PH earns $793 million in FDIs in November 2022.
The Bangko Sentral ng Pilipinas (BSP) said Friday that net foreign direct investments (FDIs) were USD 793 million in November 2022.
The central bank reported that compared to net FDI inflows of USD 1.4 billion in November 2021, net FDI inflows in November 2018 decreased by 43.6 percent.
“This came about as a result of the decline in non-residents’ net investments in debt securities and reinvested profits. For the third straight month, net placements of equity capital increased year over year “BSP released a statement.
Michael Ricafort, the economist of Rizal Commercial Banking Corp. (RCBC), suggested that the decline in net inflows may be related to larger base effects in November 2021, when interest in investments resumed following the start of the epidemic in 2020.
According to Ricafort, “the slowdown in the net FDI data may also be related to higher short-term interest rates and the peak in long-term interest rates in the United States/globally/locally around October-November 2022.” These events, he continued, boosted borrowing costs.
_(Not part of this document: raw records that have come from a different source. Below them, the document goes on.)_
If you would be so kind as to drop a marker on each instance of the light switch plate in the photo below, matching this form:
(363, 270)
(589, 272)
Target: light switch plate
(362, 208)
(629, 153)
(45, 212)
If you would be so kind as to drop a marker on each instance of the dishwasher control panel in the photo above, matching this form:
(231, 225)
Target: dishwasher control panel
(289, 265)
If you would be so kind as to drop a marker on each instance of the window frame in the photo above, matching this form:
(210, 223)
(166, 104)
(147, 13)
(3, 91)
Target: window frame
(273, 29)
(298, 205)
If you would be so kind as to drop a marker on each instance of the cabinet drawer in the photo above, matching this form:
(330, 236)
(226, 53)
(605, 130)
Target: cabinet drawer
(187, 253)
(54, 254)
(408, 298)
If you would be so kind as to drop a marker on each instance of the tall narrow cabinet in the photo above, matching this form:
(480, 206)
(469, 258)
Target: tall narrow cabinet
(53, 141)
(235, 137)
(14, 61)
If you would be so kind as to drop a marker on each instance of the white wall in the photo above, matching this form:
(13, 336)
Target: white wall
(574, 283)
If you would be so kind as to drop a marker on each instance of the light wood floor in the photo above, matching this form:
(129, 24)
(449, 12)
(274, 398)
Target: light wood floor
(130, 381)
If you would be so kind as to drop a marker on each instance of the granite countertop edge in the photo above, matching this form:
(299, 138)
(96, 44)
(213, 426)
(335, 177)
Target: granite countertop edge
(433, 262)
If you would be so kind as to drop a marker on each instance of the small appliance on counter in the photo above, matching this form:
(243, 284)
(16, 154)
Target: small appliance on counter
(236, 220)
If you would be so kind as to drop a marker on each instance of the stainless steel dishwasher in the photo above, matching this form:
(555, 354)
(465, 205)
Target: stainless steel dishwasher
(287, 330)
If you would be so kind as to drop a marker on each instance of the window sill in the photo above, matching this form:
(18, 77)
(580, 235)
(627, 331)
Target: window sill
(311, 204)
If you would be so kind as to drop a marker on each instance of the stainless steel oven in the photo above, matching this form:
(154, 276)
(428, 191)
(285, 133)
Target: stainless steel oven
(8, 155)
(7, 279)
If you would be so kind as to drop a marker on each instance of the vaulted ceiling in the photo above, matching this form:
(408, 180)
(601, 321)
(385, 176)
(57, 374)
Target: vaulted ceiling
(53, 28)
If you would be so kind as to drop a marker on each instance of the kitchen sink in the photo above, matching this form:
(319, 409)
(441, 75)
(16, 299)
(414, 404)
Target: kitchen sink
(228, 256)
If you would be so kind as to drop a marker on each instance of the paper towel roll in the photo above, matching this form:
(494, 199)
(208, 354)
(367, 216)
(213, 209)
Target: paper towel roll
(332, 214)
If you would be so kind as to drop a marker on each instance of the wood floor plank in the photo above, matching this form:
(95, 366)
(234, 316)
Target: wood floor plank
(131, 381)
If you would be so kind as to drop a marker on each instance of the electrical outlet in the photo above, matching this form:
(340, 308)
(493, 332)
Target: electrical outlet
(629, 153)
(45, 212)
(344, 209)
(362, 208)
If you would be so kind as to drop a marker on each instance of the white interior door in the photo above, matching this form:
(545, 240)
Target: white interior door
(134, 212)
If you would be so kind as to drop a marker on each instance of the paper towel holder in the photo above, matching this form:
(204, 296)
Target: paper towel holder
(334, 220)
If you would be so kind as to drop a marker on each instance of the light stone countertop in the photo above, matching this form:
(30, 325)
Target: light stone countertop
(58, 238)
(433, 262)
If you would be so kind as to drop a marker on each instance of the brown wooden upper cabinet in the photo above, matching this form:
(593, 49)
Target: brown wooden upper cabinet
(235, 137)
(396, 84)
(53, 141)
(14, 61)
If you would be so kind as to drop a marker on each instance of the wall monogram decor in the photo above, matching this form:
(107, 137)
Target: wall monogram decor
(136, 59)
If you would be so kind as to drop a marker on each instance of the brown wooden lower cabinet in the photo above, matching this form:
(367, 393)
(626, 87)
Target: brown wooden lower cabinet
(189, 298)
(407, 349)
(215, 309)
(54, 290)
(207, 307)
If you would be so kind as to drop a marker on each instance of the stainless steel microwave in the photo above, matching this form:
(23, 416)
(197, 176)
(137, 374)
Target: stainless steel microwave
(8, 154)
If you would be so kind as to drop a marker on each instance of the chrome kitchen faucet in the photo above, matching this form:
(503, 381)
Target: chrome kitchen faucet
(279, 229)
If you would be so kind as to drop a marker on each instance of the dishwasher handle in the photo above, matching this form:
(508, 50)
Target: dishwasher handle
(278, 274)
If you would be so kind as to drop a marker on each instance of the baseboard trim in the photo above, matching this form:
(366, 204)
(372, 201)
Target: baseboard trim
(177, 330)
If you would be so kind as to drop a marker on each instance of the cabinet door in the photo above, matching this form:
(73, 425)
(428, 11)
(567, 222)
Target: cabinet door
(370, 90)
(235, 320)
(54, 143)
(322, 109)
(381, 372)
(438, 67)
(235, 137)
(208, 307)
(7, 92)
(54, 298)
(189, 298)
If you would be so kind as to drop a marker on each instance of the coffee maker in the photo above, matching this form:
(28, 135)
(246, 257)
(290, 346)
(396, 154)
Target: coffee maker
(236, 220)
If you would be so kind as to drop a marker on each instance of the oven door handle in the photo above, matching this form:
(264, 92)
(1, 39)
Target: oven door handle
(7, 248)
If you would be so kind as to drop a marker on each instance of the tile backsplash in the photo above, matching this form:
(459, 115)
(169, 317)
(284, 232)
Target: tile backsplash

He also said that the potential US recession will have a negative impact on investment activity in the second half of 2022.
Furthermore, according to the BSP, the US, Singapore, and Japan will be the main countries for equity capital placements in November 2022.
Manufacturing, information and communication, and real estate industries are the top sectors for equity capital placements for the month.
“The total FDI net inflows for the year to date have also decreased, falling from USD 9.7 billion in the first eleven months of 2021 to USD 8.4 billion, a 13.4 percent decrease. Non-residents’ net placements of equity capital climbed during the period, while their net investments in debt instruments and reinvestment of earnings decreased by component “said the central bank.
In the meantime, President Ferdinand R. Marcos Jr.’s recent international travels, including this week’s five-day official working visit to Japan, presented promising future prospects for the country’s FDI inflows, according to RCBC’s Ricafort.
Investment commitments, particularly if realized or monetized, from the new administration’s numerous international trips “could also help generate more investments (FDIs), jobs/employment, infrastructure spending/projects, trade (exports and imports), foreign tourism, and business/economic opportunities that add to the overall economic/GDP growth and development, as well as support higher investment valuations, thereby also supporting sentiment on the local financial markets,” the study found.